Know when it’s time to boost nitrogen for almond crops

For almond growers, 2022 is shaping up to be another interesting year. As I write this a few weeks before bloom, January appears to be mostly dry, Shasta Lake storage is half the January average, the market is closed, and fertilizer costs are up from there. one year old. No one can know for sure what the season will bring, but getting the most out of more expensive fertilizers is an overall goal worth considering.

Will it pay? I think there’s a good chance that’s the case. For example, with UN32 currently hovering around $1.15/lbs N, increasing nitrogen fertilizer efficiency (pounds of nitrogen removed from the orchard in the crop per acre/lbs of nitrogen applied per acre) goes from 70% to 80% at a savings of $35/acre. (minus UN32 required) for an orchard producing 2,500 lbs of seed/acre with no impact on tree status or nitrogen yield. In addition, ensuring that the orchard’s nitrogen nutrition is more adequate than excessive could save hundreds of dollars by reducing the incidence of hull rot.

This is the March edition, so what would an efficient and effective N program look like at this time of year?

At the beginning of March, it is the beginning of the nitrogen supply season in the almond orchards. The 30-day supply of N that trees store over winter in woody tissue (roots, trunk, and branches) and remobilize to grow new tissue from flowering is depleted. External sources of N, mainly ammonium and nitrate in the soil of the root zone, become the main sources of N; the building blocks for continued nut and sprout growth.


Nitrogen requirements of the orchard from March to mid-April are much lower than those from late April to early June, but are essential for the development of healthy current and future almond crops. Indeed, 80% of the almond trees of a tree grow on spurs. A tree’s spur dies at a rate of 5-25% per year, so vegetative growth (new extension shoots and short spur on the previous year’s shoots) is needed to provide a “harvest” spur replacements for future production.

Spurs sprout in the spring, usually stopping the growth of the extension in April or early May. Adequate N availability in March feeds both the current year’s crop and the shoots/sprouts where future crops will grow. Click here to learn more about the vegetative growth of the almond tree.

How much N is needed to meet the N demands of the orchard in March? Current recommendations can be found in the free publication, Nitrogen Best Management Practices (BMP), available from the Almond Board of California. The crop’s total N requirement is still the same as it has been for the past decade – 68 lbs N/1000 grains of harvest. Therefore, a 2500 kernel/lb crop will contain 170 lbs of N, and this amount of N will leave the orchard at harvest.
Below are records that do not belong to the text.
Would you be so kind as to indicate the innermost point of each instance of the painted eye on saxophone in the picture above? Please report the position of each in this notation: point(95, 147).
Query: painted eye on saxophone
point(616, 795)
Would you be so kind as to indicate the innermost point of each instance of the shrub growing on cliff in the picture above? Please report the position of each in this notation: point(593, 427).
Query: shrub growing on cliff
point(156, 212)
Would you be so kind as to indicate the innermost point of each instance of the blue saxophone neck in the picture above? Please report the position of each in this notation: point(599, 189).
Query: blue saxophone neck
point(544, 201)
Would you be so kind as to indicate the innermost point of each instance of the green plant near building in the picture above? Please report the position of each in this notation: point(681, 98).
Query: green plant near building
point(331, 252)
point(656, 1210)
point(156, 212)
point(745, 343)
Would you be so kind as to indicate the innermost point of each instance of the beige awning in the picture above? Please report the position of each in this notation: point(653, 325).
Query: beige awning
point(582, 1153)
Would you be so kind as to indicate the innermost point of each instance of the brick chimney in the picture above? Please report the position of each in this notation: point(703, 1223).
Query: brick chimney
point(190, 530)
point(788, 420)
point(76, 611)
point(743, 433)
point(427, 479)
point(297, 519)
The research-based recommendation is that 20% of an orchard’s total annual N budget be available at the root surface between 70% of leaves (so applications should start just before) and when nuts are full. cut. This time is roughly mid-March to mid-April or late April. Estimated crop yield and nitrogen fertilizer inputs in March-April should be based on estimated crop yield from orchard history and flowering conditions. In the new Nitrogen BMP publication, 30-40 lbs N/acre/yr is recommended to support vegetative growth of trees at the sixth leaf or later. How much of that should go to applications from March to April? It’s up to growers and CCAs to decide how much, but I’m guessing it’s at least N10 lbs/acre followed by that rate or higher in April.

What is the source of March-April nitrogen inputs in almond orchards? Typically this is N fertilizer. Soils are typically cool in March/April compared to May or summer, so there is relatively less N available through mineralization of soil organic matter. Groundwater used for irrigation may contain nitric nitrogen; however, little irrigation water is usually applied early in the season (March-April), so the N added in this way can generally be much lower than that added later in the season. This leaves the N fertilizer.

The most effective N fertilizer program provides several small amounts of N compared to a single application in March. There has been widespread adoption of this strategy in California. At a statewide meeting in the fall of 2020, more than 30% of the grower or CCA audience reported applying low rates of fertilizer with each irrigation. These little “shots” of N add up to a very effective “spoon” fertilizer program, especially if N is injected into the second half of the irrigation set so that the fertilizer stays in the zone. upper root where the greatest number of active roots are found.


Finally, to ground-check the March-April N program described above, take a leaf sample early in the season. This sampling protocol and schedule was developed at UC Davis to accurately predict orchard leaf nitrogen levels in summer from a mid-April sample. Since the July leaf sample is too late to modify a fertilizer schedule for the current season, the April sample results, predicting summer leaf levels, should be useful in adjusting a fertilizer program to maintain proper leaf levels – not too much or too little. If the prediction is for high summer N levels, subsequent N fertilizer rates should be reduced, while the reverse is true if the foliar N prediction is for lower than desired summer foliar N levels. . For more details on spring leaf sampling as well as general N rates and schedules for the rest of the year, click here to view the Almond BMP publication.

Good luck to all producers for this new year. Hopefully the information in this column will be helpful in starting to chart a course through the upcoming season.